The electronic version of this article is the complete one and can be found online at: http://www.retrovirology.com/content/9/S2/O65


Published:13 September 2012

© 2012 McKay et al; licensee BioMed Central Ltd.

This is an Open Access article distributed under the terms of the Creative Commons Attribution License (http://creativecommons.org/licenses/by/2.0), which permits unrestricted use, distribution, and reproduction in any medium, provided the original work is properly cited.

Background

We assessed the antigen-specific CD4 and CD8 T lymphocyte responses elicited by a unique vaccine antigen matched and single Clade C DNA-poxvirus-protein regimen in mice and determined the immunomodulatory effect of the novel micellar formulation of a synthetic TLR4 ligand, GLA-AF (GLA) administered either sequentially or simultaneously with the MVA and protein.

Methods

Groups of 10 BALB/c mice were primed with plasmid DNA encoding CN54 env/gag-pol-nef and then boosted with MVA-C (env-gag-pol-nef) and CN54gp140 protein with or without GLA-AF. The MVA and protein were either given sequentially at 3 weekly intervals or simultaneously in different legs at 3 and 6 weeks. Cellular responses were assessed at necropsy three weeks after the final immunization. Splenocytes were harvested and analysed for antigen-specific T cell responses using peptide pools spanning the Env and Gag proteins by intracellular cytokine staining and CFSE labelling.

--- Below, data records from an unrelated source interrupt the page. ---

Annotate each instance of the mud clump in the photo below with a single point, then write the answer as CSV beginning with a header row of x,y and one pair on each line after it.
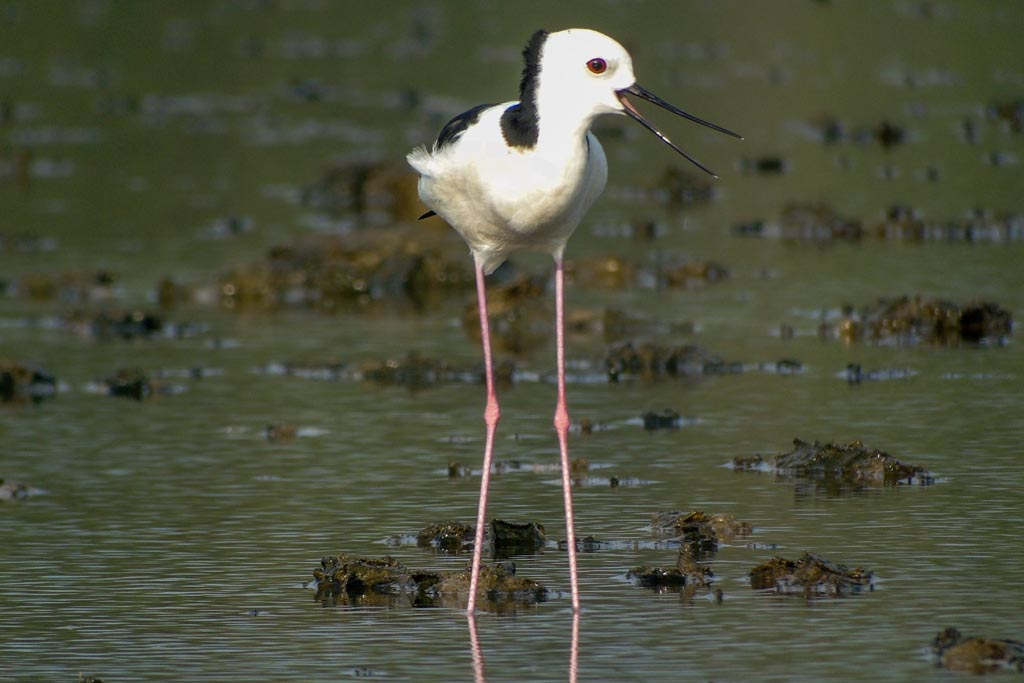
x,y
450,537
329,273
850,464
977,655
345,579
516,539
698,524
687,577
504,539
130,383
810,575
517,312
818,222
667,419
23,382
13,491
498,584
648,360
930,321
342,580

Multiparametric flow profiles were analysed using FlowJo and data sets were organized and charted using the SPICE software.

Results

GLA adjuvanted CN54gp140 substantially influenced the antigen-specific T lymphocyte cytokine expression profiles and proliferative responses in animals primed with DNA and boosted by MVA or those immunized with MVA alone. We observed adjuvant-induced changes in the polyfunctional IFN-γ, TNF-α and IL-2 expression profiles of both the CD4 and CD8 T lymphocyte populations and differential responses to separate peptide pools.

Conclusion

We have shown that the GLA adjuvant alters both the degree and the nature of the antigen-specific T lymphocyte responses and that these immunomodulatory changes are critically dependent upon the timing of application. These effects are likely due to either the presence of systemic GLA providing a general immunostimulatory environment or enhanced T cell priming in the local draining lymph nodes. This ability to tailor CN54gp140-specific T cell immunity is a valuable tool to be exploited in vaccine design.